C’è qualcosa di sbagliato nelle carceri italiane. Terribilmente e drammaticamente sbagliato. Uno sbaglio che conduce alcuni non alla redenzione e alla libertà, ma alla scelta di morire. L’eccessiva attesa del giudizio e le celle sovraffollate sono problemi gravi e noti. E lo sbaglio, denunciato da cifre sottolineate in rosso, ne è in parte sia la causa sia l’effetto.
Da un lato investiamo tantissimo, 3.511 euro al mese per ogni detenuto. «Investiamo », non «spendiamo». È denaro nostro, di noi contribuenti, che ha come fine la restituzione alla società di uomini capaci di chiudere con il passato, dopo aver pagato per il loro errore, e a dare il proprio contributo al bene comune. Italiani non più da temere ma su cui poter contare. Quei 3.511 euro sono tanti davvero, se si pensa che più di noi, tra i Paesi maggiormente sviluppati, investono soltanto Regno Unito, Nuova Zelanda e Canada. Tutti gli altri di meno. Gli Stati Uniti, con la loro popolazione carceraria sterminata, arrivano ad 'appena' 1.433 euro.
Dall’altro lato, quasi in nessun Paese si muore in carcere come in Italia. Si muore di disperazione. Ci si ammazza. Ogni anno si tolgono la vita 9,1 carcerati ogni 10mila. Tanti o pochi? Gli italiani liberi che si suicidano sono 1,2 ogni 10mila.
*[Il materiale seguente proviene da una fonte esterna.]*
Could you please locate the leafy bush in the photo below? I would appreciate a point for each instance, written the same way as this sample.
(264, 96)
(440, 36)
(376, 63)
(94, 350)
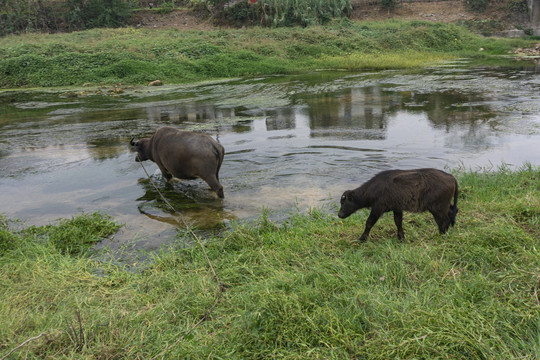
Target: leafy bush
(86, 14)
(389, 4)
(60, 15)
(477, 5)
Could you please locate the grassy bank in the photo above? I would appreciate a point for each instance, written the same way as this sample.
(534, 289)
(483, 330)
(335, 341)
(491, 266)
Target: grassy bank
(137, 56)
(302, 289)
Dunque il rapporto è di 1,2 a 9,1. In Germania è di 2,5 a 5,5, in Gran Bretagna 1,6 a 8,8. Ogni suicidio è una tragedia di troppo; ma nel nostro Paese i suicidi fuori dalle sbarre sono sensibilmente di meno rispetto all’estero; e quelli dietro le sbarre sensibilmente di più. Perché? E perché ciò accade nonostante tanto denaro investito?
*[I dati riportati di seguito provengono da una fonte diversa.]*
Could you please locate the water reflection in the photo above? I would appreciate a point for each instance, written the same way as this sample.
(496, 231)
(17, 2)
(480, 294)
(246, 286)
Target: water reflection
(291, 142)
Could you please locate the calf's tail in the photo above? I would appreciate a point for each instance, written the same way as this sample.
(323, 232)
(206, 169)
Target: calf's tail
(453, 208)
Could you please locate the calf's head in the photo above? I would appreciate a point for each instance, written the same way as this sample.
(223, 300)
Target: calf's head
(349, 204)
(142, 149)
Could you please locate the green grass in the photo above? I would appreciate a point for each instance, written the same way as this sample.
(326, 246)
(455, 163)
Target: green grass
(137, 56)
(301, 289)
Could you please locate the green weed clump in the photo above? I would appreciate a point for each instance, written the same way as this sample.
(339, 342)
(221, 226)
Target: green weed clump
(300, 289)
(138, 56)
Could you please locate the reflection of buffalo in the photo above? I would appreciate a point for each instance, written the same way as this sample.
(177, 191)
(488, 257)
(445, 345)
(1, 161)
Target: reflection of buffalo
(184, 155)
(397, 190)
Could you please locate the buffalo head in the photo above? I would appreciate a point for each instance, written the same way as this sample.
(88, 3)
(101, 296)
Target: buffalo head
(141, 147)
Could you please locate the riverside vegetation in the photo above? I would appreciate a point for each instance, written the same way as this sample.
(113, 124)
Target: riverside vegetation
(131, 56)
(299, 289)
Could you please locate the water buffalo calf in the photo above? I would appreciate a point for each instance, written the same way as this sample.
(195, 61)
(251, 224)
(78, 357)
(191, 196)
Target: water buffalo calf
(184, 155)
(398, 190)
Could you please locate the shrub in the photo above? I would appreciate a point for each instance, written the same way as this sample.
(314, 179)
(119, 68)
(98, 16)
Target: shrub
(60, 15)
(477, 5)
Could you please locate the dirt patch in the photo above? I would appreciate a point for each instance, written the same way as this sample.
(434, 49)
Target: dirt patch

Qualcuno potrà obiettare: sì, è una tragedia, ma una tragedia 'minoritaria', che riguarda una porzione limitata di umanità; e molti carcerati non sono nemmeno italiani. I veri problemi sono altri... Obiezione respinta. Da che cosa si misura il 'tasso d’umanità' di una nazione? Da come vengono trattate le donne, si dice giustamente; dallo spazio che trovano nel mondo del lavoro e in politica, dalla possibilità di costruire una famiglia e avere tutti i figli che desiderano ed essere aiutate (e non solo dal marito) nell’assisterli ed educarli. Giusto. Si dice anche: da come vengono trattati bambini, anziani, infermi e disabili. Insomma i 'meno forti' e autonomi. Giustissimo. Infatti, in genere, i programmi elettorali si occupano di loro, anche se mai abbastanza e sempre con ritrosia ed eccesso di parsimonia, a volte – è un sospetto legittimo – quasi o solo per retorica elettorale.
Ma c’è qualcosa che, per ora, non riusciamo a ritrovare nei programmi dei partiti. È bello ricordarlo con le parole, remote ed autorevoli, di Fëdor Dostoevskij: «Il grado di civilizzazione di una società si misura dalle sue prigioni». È troppo, allora, chiedere e perfino pretendere che nelle prossime settimane i candidati si assumano precisi impegni per rendere meno infernali le nostre carceri? Per trovare pene alternative alla cella, come quelle che sono state fatte naufragare pochi giorni fa in Parlamento? Per far diminuire quell’osceno spread, quella voragine tra suicidi fuori e suicidi dietro le sbarre? Non tanto per investire meno di quei 3.511 euro a testa, ma per farli fruttare sul serio?
Parlatene. Senza chiedervi se la cosa può portare o togliere voti. Se 'conviene' o no. Parlatene per un solo, semplice motivo: perché è giusto farlo.